I basically had the first-hand experience of the sufferings his disappearance induced on us but I covered up very well no one could tell. I remember at some point in primary school I became a bully because I needed someone to channel my inner anger towards, I needed a venting box, I needed something that would help me heal but at the same time not break me as I was now the man of the house.

With Mike I had found a place of comfortability, I had found solace, peace, and what I thought was love.
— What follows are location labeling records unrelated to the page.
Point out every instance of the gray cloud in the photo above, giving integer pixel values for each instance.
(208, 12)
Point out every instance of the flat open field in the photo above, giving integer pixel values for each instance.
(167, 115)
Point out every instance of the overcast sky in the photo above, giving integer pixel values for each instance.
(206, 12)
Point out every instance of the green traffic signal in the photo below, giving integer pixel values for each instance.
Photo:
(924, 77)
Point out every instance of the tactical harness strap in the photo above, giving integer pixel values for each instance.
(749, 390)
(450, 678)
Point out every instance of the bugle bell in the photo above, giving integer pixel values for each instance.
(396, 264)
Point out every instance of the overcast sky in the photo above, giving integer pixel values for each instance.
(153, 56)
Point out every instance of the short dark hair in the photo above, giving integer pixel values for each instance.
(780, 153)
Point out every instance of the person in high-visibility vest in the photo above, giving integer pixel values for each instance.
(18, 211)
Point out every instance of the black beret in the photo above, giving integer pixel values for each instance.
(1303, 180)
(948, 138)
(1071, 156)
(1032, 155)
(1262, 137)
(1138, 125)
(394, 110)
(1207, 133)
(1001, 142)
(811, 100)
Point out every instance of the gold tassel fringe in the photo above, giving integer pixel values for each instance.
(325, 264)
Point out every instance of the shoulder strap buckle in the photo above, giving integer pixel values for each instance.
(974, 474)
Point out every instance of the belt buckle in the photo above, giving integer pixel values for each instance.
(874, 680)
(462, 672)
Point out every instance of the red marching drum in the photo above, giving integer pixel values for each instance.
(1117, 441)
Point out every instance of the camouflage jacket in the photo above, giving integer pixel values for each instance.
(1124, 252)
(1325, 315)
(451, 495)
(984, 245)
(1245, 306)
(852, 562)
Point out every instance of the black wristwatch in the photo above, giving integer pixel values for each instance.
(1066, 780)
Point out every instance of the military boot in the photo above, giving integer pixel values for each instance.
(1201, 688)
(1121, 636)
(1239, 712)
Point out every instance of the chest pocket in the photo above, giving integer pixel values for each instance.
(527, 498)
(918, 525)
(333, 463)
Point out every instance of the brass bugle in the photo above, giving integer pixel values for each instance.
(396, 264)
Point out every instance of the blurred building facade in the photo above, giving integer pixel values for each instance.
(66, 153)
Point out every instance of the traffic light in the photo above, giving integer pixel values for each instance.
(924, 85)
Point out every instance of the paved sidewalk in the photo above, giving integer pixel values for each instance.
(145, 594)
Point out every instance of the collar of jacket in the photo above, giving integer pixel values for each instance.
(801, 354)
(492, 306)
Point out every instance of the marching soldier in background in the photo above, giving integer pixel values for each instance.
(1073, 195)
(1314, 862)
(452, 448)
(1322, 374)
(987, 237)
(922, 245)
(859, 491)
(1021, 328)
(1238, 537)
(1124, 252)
Now all of that was being ripped away from me and that made me feel naked and vulnerable all over again and for some reason, there was no covering up. Instead, the rejection brought back the childhood rejection, the rejection brought back memories I would have loved to forget, the rejection brought back insecurities that I thought I had overcome, and all of that left a bitter taste in my mouth.

"I want to come home mama," I said to my mother on the phone, and I knew very well that my voice was shaky.

"What's going on Mandi? Did you fight with Pastor Ndizi? Or emsebenzini izinto azihambi kakuhle?"

"Mama..."

"Okay okay... Buya, we will talk when you get here"

All I needed was that "buya", anything else she said went to the back of my mind. I started packing everything that belonged to me, I was going to go home and forget I'd ever been to East London.

**** **** ****

"Yazi mama you never really told me where dad went to, the time he disappeared on us"

That question wasn't meant to come out, it was an internal question but my mouth failed me and I wasn't really sorry. My mother sat across me, looking at me with so much confusion.

"Uthini Mandilakhe?" (What did you just ask me?)

"Utata... Ngoku wayemkile, wayeyephi?" I asked again. (I'm asking when dad left us, where did he go to?)

"Yintoni le undibuza yona ek'senapha?" (What kind of question is that so early in the morning?)

I wanted to answer and say "it's a question obviously" but that would have been disrespectful so I dropped it, I dropped it because it irritated her but that didn't mean I wouldn't ask dad. I wanted to know, and if he had left us for another woman or he had another secret family, then I wanted to know why mom forgave him. I had kept all these questions inside of me that even dissecting each and every one of them made me feel like I was crushing glass with my teeth. I felt so weird and in an emotional pain at the same time.

On the evening of that same day I noticed that dad was back from work, and he was in a good mood so I geared up and joined him outside as he watered his garden. After a couple of lousy conversations, I decided to bring my previous conversation with mom, up...

"Tata, can I ask you something?"

"Of course," he answered enthusiastically.

"Remember the time you left, for about eight years if I'm not mistaken... Where did you go to? Why did you leave?"